Is there a best way to stack cans?

What do different supermarkets do? Can you explain why they might stack cans in that way?

How high can you safely stack the cans?

Investigate the different ways in which cans roll.

Does it make a difference if the can is empty compared with when it is full? How about a partially-filled can?

### Why do this problem?

This activity gives pupils the opportunity to explore ways of problem solving in a familiar context. It provides a great opportunity for learners to compare ways of approaching an investigation, and to compare outcomes.

### Possible approach

Ideally, this activity would be pre-empted by a visit to a local grocery shop or supermarket.
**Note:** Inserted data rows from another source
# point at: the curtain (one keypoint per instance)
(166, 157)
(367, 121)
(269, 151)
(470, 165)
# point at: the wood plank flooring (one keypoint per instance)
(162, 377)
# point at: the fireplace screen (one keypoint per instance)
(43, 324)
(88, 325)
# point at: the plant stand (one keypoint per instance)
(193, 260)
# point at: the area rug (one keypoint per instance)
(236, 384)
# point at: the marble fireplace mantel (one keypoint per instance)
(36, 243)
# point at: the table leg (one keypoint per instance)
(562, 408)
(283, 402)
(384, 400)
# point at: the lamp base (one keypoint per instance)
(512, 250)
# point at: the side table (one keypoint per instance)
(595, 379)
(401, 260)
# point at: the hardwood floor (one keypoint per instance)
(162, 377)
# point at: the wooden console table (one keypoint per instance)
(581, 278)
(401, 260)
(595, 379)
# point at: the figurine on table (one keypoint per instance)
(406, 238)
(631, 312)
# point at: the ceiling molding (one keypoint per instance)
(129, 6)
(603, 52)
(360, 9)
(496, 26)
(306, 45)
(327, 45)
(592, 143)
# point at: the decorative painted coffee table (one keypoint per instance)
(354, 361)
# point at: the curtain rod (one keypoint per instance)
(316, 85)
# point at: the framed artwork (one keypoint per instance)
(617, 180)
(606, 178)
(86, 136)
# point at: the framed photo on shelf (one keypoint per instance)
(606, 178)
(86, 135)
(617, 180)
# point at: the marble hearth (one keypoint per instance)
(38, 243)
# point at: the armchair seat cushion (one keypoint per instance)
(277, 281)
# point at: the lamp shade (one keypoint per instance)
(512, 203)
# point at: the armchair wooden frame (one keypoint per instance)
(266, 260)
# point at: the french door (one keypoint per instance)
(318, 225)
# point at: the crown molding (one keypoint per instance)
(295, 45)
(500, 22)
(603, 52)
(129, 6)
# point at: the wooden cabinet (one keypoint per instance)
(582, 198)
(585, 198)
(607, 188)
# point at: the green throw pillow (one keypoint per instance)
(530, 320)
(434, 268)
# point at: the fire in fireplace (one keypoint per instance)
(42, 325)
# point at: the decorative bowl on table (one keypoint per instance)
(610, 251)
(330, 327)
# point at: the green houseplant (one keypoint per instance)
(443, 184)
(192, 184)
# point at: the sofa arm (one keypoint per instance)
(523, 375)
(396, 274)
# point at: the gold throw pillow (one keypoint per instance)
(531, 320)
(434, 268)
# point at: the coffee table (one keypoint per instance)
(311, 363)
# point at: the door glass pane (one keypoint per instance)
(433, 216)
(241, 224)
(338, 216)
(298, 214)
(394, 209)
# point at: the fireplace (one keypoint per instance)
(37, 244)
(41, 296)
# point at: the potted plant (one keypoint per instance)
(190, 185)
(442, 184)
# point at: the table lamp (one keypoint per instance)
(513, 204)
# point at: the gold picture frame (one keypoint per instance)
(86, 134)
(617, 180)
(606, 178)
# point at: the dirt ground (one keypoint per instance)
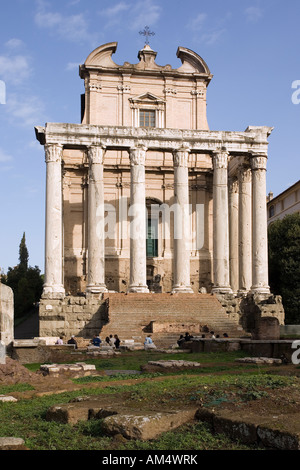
(280, 407)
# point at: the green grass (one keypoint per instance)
(26, 418)
(133, 360)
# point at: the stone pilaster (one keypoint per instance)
(234, 233)
(245, 236)
(96, 236)
(53, 285)
(259, 226)
(137, 213)
(182, 245)
(220, 223)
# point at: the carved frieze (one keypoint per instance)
(53, 153)
(258, 162)
(137, 155)
(220, 159)
(180, 157)
(96, 154)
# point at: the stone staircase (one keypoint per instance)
(166, 316)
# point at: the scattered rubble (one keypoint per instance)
(79, 369)
(12, 443)
(152, 366)
(259, 360)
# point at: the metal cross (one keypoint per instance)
(147, 33)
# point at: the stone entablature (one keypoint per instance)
(144, 151)
(240, 155)
(251, 142)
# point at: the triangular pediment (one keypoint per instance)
(147, 98)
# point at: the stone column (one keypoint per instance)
(182, 248)
(245, 236)
(220, 223)
(259, 226)
(137, 212)
(53, 285)
(234, 233)
(96, 239)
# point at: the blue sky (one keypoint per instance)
(250, 46)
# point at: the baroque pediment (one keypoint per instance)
(147, 98)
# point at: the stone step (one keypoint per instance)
(135, 314)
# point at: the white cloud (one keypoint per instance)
(212, 37)
(14, 69)
(253, 14)
(14, 43)
(4, 157)
(72, 66)
(144, 13)
(112, 12)
(24, 110)
(141, 13)
(73, 28)
(196, 23)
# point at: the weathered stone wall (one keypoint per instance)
(81, 316)
(6, 314)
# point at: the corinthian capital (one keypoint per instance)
(53, 152)
(137, 155)
(180, 157)
(244, 173)
(220, 159)
(96, 154)
(259, 162)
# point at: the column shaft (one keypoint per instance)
(53, 241)
(245, 237)
(220, 223)
(137, 212)
(182, 248)
(96, 236)
(234, 234)
(259, 224)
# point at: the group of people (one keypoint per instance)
(183, 339)
(72, 340)
(188, 337)
(148, 343)
(110, 340)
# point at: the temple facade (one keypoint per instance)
(143, 197)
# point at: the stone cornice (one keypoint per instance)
(252, 141)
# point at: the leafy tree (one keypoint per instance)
(284, 264)
(23, 255)
(25, 281)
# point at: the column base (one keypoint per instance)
(52, 291)
(182, 290)
(221, 290)
(138, 289)
(96, 289)
(260, 290)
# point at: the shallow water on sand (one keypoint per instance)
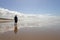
(27, 31)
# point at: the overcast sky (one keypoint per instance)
(32, 6)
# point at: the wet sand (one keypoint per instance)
(30, 33)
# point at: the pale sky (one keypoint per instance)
(32, 6)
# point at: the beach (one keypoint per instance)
(11, 31)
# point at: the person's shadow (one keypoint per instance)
(15, 28)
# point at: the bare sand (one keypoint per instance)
(31, 33)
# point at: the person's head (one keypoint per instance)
(15, 15)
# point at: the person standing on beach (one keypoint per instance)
(16, 19)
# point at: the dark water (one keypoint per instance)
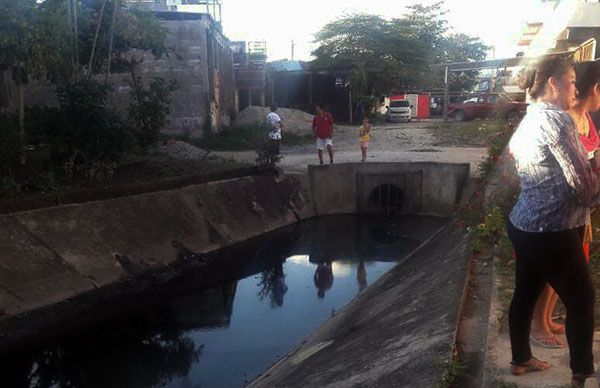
(285, 284)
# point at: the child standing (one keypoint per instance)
(365, 136)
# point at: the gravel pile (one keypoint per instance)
(181, 150)
(294, 121)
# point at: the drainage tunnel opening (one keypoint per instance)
(386, 200)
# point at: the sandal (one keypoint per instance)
(578, 379)
(557, 329)
(533, 365)
(548, 342)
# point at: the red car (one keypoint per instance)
(488, 105)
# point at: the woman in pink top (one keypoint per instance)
(544, 329)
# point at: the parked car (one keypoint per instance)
(398, 110)
(488, 105)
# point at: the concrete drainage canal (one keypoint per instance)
(266, 295)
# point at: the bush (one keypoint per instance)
(149, 109)
(9, 143)
(84, 135)
(265, 156)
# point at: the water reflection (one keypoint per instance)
(225, 335)
(323, 278)
(272, 285)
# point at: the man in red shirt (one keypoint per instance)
(323, 130)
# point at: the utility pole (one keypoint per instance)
(446, 93)
(293, 46)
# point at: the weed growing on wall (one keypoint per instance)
(148, 111)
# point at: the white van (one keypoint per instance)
(398, 110)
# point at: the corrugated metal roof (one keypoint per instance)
(285, 65)
(586, 15)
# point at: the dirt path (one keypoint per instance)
(398, 142)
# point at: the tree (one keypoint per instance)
(380, 56)
(20, 50)
(376, 55)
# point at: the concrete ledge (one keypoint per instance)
(397, 333)
(431, 188)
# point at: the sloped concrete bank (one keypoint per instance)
(396, 333)
(80, 251)
(71, 263)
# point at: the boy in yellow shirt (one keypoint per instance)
(365, 136)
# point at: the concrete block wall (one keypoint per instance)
(187, 63)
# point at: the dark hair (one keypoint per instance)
(535, 77)
(588, 74)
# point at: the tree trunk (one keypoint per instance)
(21, 90)
(110, 39)
(76, 27)
(91, 63)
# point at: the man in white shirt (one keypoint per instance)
(274, 124)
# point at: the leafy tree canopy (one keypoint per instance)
(380, 56)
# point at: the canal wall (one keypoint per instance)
(54, 254)
(398, 332)
(56, 261)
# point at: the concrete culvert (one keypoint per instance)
(386, 200)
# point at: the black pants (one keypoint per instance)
(274, 146)
(556, 258)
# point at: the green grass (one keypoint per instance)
(467, 133)
(244, 138)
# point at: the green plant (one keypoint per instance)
(83, 133)
(9, 186)
(489, 230)
(149, 109)
(9, 143)
(453, 369)
(265, 156)
(48, 182)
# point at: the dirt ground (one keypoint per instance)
(426, 140)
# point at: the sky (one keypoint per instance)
(497, 23)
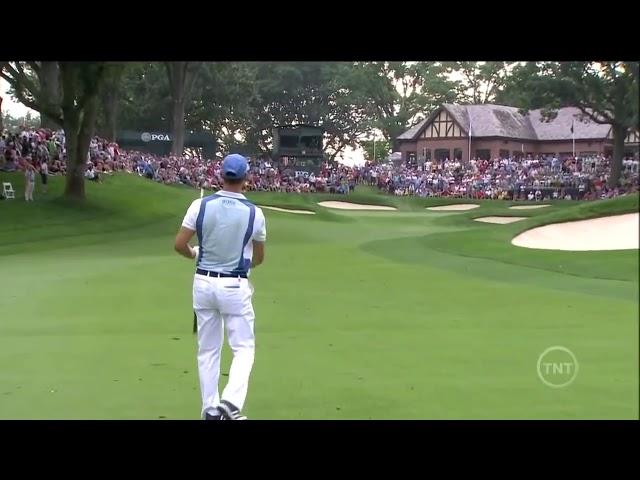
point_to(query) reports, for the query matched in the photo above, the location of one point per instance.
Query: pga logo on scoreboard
(151, 137)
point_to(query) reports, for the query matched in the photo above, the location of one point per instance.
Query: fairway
(400, 314)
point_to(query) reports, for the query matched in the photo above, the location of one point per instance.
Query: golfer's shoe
(229, 411)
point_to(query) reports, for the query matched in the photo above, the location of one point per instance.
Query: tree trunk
(110, 107)
(109, 98)
(78, 137)
(619, 135)
(50, 87)
(177, 147)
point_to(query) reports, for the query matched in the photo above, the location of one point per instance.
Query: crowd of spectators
(527, 178)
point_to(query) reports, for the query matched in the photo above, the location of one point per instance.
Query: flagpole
(573, 136)
(469, 141)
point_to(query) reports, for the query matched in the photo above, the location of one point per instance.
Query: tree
(329, 95)
(181, 77)
(382, 149)
(49, 77)
(605, 93)
(76, 109)
(110, 101)
(480, 82)
(401, 93)
(12, 123)
(144, 101)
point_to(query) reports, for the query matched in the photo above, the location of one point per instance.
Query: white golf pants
(220, 303)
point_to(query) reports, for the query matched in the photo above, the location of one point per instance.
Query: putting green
(360, 314)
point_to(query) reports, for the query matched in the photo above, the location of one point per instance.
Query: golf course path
(619, 232)
(353, 206)
(499, 220)
(287, 210)
(454, 207)
(527, 207)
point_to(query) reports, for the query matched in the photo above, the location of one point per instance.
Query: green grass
(406, 314)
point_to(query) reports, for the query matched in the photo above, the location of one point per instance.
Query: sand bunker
(353, 206)
(619, 232)
(456, 207)
(500, 220)
(302, 212)
(527, 207)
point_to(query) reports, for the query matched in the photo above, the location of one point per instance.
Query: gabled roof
(413, 131)
(501, 121)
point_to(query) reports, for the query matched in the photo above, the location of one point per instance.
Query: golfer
(231, 234)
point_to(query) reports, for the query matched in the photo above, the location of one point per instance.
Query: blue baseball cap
(234, 166)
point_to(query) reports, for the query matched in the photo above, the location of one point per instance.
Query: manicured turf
(406, 314)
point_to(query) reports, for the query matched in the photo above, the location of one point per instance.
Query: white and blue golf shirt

If that is not possible, you could introduce the investigation by showing a selection of pictures or photos of various shops, illustrating some ways of stacking cans. Invite children to describe what they see in the photos, drawing on their own experiences too.

You can then set up the challenge and encourage pairs or small groups of learners to work together. To begin with, invite them to suggest reasons why cans are stacked in different ways. You could write these up on the board before setting them off on the problem. You may want to limit each stack to a certain number of cans to start with, or perhaps you would prefer the learners themselves to come up with that 'fair' way of testing. Having a good supply of washed-out/unopened tins or other cylindrical objects will be vital so that the children can have a hands-on experience.

Try to hold back while the children work and observe how they are approaching the task. As you go round the room, you may want to pick up on things that particular pairs have said/done and you could warn them that you'd like them to tell everyone about that later. Watch out for pairs that are approaching the task in a systematic way (for example increasing the number of cans by one and testing the effect) and for those who find a helpful way to record what they're doing, perhaps in the form of pictures, numbers or symbols.

The plenary will be a time for those pairs to share their ideas with the whole group. This work would make an engaging classroom display.

### Key questions

What have you tried?
Can you tell me about what you have found?
What do you think is best? Why?

### Possible extension

Children could investigate other grocery packages and/or bigger numbers of cans.

### Possible support

Having lots of cans/packages and opportunities to be listened to will help all children access this problem.